Apart from Gilbert + Tobin, the other corporate firms engaged with RACS's refugee work include Allens, Herbert Smith Freehills, King & Wood Mallesons, Henry Davis York and Norton Rose Fulbright. 

Lawyers from Allens, Mallesons and Norton Rose do six month secondments at the service. 

Alison's team at RACS still relies on the unpredictable lifeline of fundraising to respond to government policy changes that regularly up-end the centre's operations.

Just this year, the government decided to impose final deadlines on lodging protection visa applications. In the aftermath of that announcement, a successful fundraising push to hire more lawyers allowed RACS to hold 1,900 appointments for clients between May and July this year. 

The October 1 deadline applies to those who arrived by boat between August 13, 2012 and December 31, 2013, who who did not have the opportunity to seek legal assistance for their protection visas until after 2015. 
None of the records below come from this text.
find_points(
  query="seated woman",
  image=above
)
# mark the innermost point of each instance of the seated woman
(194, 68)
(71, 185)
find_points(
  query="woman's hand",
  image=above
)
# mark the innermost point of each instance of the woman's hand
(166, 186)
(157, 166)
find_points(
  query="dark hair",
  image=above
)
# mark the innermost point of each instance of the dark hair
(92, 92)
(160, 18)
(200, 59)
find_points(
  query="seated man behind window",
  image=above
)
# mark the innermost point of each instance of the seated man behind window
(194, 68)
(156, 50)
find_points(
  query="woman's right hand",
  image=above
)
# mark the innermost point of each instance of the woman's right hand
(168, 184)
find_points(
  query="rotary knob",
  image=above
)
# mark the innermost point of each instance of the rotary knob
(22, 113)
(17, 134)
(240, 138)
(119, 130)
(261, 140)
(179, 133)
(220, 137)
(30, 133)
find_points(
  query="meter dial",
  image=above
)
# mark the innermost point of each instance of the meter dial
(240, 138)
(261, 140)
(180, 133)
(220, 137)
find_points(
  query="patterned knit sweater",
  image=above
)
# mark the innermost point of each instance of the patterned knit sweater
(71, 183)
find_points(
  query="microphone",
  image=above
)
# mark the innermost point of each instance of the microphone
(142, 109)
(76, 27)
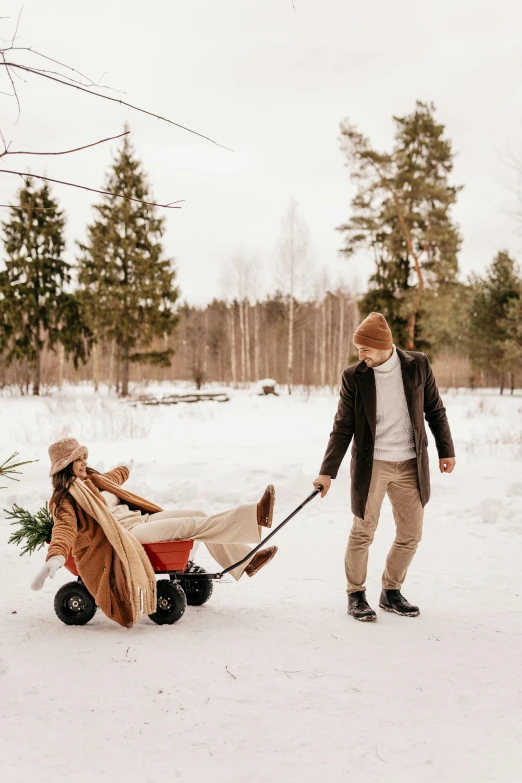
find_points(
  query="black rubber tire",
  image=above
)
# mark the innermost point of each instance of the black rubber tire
(172, 603)
(198, 591)
(74, 605)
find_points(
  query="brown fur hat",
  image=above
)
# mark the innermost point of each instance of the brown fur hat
(65, 451)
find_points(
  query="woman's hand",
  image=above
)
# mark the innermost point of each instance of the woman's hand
(325, 482)
(49, 569)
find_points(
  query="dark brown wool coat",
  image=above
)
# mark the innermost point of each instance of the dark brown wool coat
(356, 417)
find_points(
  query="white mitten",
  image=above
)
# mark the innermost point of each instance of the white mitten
(49, 569)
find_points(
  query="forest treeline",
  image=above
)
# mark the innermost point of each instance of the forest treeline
(115, 315)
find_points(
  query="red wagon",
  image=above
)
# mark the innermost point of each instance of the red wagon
(74, 604)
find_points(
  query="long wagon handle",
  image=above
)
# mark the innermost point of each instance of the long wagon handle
(310, 497)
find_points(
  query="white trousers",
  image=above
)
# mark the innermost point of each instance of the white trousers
(228, 536)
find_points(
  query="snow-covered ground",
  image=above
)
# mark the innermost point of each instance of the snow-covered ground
(271, 681)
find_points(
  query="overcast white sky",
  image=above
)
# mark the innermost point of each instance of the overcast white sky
(273, 84)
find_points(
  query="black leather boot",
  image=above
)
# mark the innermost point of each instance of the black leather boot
(394, 601)
(359, 608)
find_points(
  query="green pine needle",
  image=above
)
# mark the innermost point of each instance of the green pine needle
(34, 530)
(9, 468)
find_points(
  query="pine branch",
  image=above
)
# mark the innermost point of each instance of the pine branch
(45, 75)
(34, 530)
(8, 468)
(7, 151)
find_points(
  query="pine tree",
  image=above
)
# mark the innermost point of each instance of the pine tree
(127, 286)
(402, 213)
(494, 319)
(35, 306)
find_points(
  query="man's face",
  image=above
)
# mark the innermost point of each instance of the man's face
(372, 356)
(80, 468)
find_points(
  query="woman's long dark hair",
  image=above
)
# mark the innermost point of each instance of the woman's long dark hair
(61, 485)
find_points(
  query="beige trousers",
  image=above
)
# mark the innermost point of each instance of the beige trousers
(398, 480)
(228, 536)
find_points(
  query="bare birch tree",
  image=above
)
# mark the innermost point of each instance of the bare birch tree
(293, 263)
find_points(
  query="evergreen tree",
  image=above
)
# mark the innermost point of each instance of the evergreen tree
(35, 306)
(402, 213)
(128, 289)
(494, 317)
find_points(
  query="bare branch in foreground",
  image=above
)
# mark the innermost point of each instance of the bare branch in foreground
(38, 72)
(64, 65)
(63, 152)
(170, 205)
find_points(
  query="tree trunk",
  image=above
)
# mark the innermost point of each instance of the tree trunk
(37, 372)
(125, 375)
(242, 340)
(232, 322)
(317, 343)
(95, 366)
(410, 330)
(290, 363)
(323, 343)
(246, 321)
(111, 365)
(303, 359)
(340, 355)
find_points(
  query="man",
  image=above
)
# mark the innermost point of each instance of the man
(384, 400)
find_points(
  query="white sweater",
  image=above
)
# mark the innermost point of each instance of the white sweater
(394, 440)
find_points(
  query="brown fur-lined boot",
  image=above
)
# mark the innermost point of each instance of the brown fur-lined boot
(265, 507)
(260, 559)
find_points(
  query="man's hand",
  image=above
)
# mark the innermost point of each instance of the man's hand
(326, 483)
(447, 464)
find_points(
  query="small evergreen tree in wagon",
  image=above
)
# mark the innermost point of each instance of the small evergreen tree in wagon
(127, 285)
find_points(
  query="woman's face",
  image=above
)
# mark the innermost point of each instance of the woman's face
(80, 468)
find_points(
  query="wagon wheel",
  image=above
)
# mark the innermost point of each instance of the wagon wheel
(171, 605)
(198, 591)
(73, 604)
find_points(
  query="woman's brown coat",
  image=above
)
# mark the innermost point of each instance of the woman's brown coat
(356, 417)
(75, 530)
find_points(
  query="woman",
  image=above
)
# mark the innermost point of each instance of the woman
(93, 516)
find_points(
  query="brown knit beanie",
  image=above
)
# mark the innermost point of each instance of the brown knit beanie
(374, 332)
(65, 451)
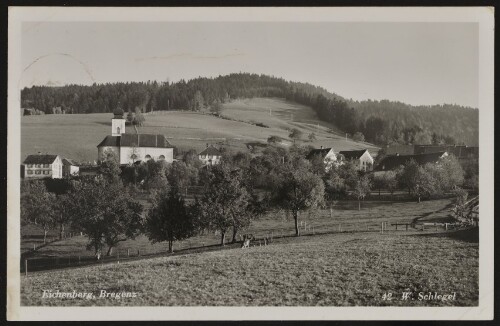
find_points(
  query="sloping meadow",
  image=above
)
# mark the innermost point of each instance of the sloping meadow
(355, 269)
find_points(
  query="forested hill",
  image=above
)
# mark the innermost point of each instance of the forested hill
(380, 122)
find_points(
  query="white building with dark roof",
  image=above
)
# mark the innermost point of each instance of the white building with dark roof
(43, 166)
(328, 155)
(362, 159)
(130, 148)
(69, 168)
(210, 156)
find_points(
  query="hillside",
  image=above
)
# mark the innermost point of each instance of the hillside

The current chapter of RACS' work is coming to an end. With all applications due in three weeks time the service is starting to shift its focus to clients' interviews with the department, submissions to the Immigration Assessment Authority, which reviews adverse decisions made by the department, and judicial review for applicants refused by the IAA. 

This work remains unfunded by the government. 

For a case that is rejected a number of times, Alison estimates that only a third of the work is done at the point of lodging the application. 

RACS' focus for the next 18 months will be to provide assistance to applicants who are refused, depending on the merits of their case.

"The aim is to provide it to 600-700 clients."

RACS has already begun to provide assistance to those whose applications have been refused. With the help of pro bono barristers, over the last 12 months hundreds of clients have been given free legal opinions on the likelihood of their success in court. 

In 30 cases prospects of success were found, and in two cases, appeals to the Federal Court have been successful. 

Alison remains in equal parts jaded and optimistic. When asked about the government's persistent attacks on people seeking asylum she has "stopped being shocked", but when asked about the future of RACS she remains "really excited".